Why is it Called a Recorder?
The word recorden in Middle English meant to sing, warble or practise a tune.
The recorder has a very long history. The instruments were popular as far back as the 14th Century. The earliest existing recorder is one found in the moat of a castle in Dordrecht, Holland. It has been dated to the early 14th Century. Unfortunately, it can no longer be played, but replicas of it have been made and played.
In the 15th and 16th Centuries, it was common to have groups of recorders of different sizes to play together. These groups were known as consorts. The recorders had a limited range, of about 1 1/2 octaves, but produced a loud sound and blended with each other well. This type of recorder is now called a Renaissance recorder.
In the 17th Century, the design of the recorder was changed somewhat. It now had a bigger range and could play all semitones accurately in tune, making it better able to play the Baroque music of the time. Unfortunately, the Baroque recorder was not as loud as the Renaissance recorders. Although Baroque recorders were still made in different sizes, the fashion of playing groups of different recorders together lessened somewhat and the recorder became more of a solo instrument - the most common size by far being the treble or alto size (about 45cm).

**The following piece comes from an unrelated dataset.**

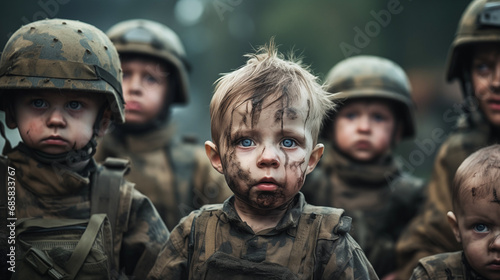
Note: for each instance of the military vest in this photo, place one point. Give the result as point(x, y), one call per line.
point(220, 265)
point(73, 248)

With the increase in popularity of the orchestra, recorders became unpopular, because they were not loud enough to play with the other instruments. Around the end of the 18th Century, they were entirely supplanted by the flute and music which had been written for recorder was played by flutes. Recorders and the techniques used to play them were forgotten.
At the beginning of the 20th Century, there was a revival of interest in the music of long ago, along with the instruments used to play it. This happened mainly in the UK and Germany. Instrument makers started to make recorders again and the techniques for playing them were rediscovered. In Germany, the adoption of the recorder by the Youth Movement as an instrument for playing folk tunes led to millions of recorders being produced in the 1930s. Since then, there has been a steady increase in the number of quality recorders available and of people able to play them.
The recorder will never be a mainstream instrument, but it will continue to give pleasure to a devoted band of followers for many years to come.